But this time instead of the luxurious crackle of vinyl and rain forest-sapping gatefold album sleeves, we have DVD and 5.1 Surround Sound (whatever that is) in which to address the ills of the world. And on "Rings Around the World" there are many: from George Bush and the Death Penalty (on the country-meets-mutant-techno tomfoolery of "No Sympathy") to Peter Mandelson's moustache ("Shoot Doris Day") to mobile phones (on the Hawkwind-meets-Beach Boys style title track) to tolerating people you hate (on the superb "Juxtaposed With U").

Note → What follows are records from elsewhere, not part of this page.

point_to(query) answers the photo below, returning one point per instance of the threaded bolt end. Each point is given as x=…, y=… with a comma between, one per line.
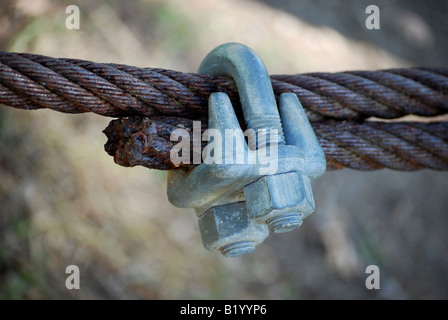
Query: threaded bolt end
x=238, y=249
x=284, y=223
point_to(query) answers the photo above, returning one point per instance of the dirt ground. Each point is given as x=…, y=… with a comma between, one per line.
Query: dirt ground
x=64, y=202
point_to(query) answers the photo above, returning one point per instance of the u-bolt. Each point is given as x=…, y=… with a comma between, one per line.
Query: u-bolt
x=236, y=203
x=254, y=87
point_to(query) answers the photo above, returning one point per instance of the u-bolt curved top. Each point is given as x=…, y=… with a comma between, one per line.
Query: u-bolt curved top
x=253, y=82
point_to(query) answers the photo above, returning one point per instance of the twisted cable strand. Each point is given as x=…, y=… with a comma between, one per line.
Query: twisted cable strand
x=363, y=146
x=30, y=81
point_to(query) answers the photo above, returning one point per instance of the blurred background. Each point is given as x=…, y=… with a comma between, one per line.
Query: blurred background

But ambition is not always flawless and "Rings Around The World" is not without its flaws. While in scope it's a tremendous album, in execution it's patchy. It starts well with the sombre, scene setting "Alternative View From Vulcan Street" and even the supremely dodgy power chords of "Sidewalk Serfer Girl" work, but after the lifting title track with its ironic chorus ("ring ring" shouted triumphantly over the clatter of mobile ring tones), things take a turn for the worse.

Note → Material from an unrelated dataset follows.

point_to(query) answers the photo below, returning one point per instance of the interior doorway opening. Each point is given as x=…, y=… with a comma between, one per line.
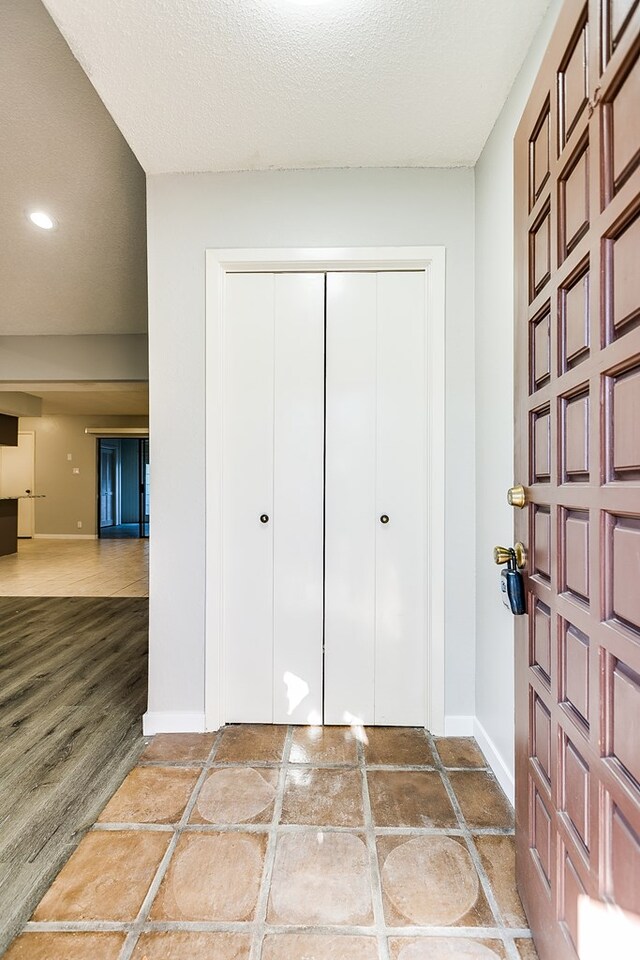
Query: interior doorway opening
x=123, y=488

"It's Not The End of the World" is a supremely annoying trudge through the worst excesses of 70s prog rock complete with Jon Anderson (Yes vocalist for those not up to speed on their prog rock history) style falsetto vocals whilst "Receptacle for the Respectable" is, quite simply, a mess. Much has been made of the presence of Sir Paul McCartney (yes, that's the Paul McCartney) on the latter track. On it, he chews carrots and celery reprising his unique vegetable percussion technique first heard on the Beach Boys "Smile"-era track "Vegetables". You also suspect he lends some backing vocal assistance, but his presence can't save what is a truly dreadful track that ends in a barrage of death metal that's comical on the first listen but that soon wears off.

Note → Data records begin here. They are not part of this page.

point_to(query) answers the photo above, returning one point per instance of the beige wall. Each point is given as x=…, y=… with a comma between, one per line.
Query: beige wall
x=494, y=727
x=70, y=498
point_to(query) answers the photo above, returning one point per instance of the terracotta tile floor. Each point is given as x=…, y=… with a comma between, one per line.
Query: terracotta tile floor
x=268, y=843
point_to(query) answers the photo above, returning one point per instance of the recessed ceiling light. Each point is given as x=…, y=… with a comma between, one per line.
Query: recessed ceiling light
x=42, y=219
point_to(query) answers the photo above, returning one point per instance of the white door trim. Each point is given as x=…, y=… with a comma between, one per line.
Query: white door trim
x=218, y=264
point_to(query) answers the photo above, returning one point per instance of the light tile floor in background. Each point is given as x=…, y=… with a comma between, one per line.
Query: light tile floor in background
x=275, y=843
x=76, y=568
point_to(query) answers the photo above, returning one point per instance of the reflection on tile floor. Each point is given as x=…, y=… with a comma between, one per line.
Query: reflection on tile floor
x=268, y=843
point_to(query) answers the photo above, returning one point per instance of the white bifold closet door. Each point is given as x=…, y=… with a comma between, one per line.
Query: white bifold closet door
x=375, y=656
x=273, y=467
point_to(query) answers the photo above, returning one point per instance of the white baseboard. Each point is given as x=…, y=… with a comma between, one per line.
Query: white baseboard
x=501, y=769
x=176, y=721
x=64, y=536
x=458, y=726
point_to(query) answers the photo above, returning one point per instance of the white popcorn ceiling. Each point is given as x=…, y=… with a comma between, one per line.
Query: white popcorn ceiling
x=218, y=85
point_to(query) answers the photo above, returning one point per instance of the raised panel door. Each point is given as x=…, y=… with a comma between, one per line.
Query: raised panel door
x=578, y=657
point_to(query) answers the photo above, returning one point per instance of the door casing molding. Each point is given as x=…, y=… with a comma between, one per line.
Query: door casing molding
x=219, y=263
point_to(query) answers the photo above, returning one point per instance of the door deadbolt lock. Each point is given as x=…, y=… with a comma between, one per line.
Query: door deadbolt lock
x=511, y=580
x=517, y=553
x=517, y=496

When it works, as it does on the sexy instrumental "A Touch Sensitive", the religion baiting "Run Christian Run" and on recent single "Juxtaposed With U", it really does work. But sadly there's just too much going on to merit this album the classic status it so obviously strives for.
The Super Furries are a truly inventive band but they're trying to be too smart with "Rings Around The World" and in the process have created a flawed masterpiece... like all their albums really.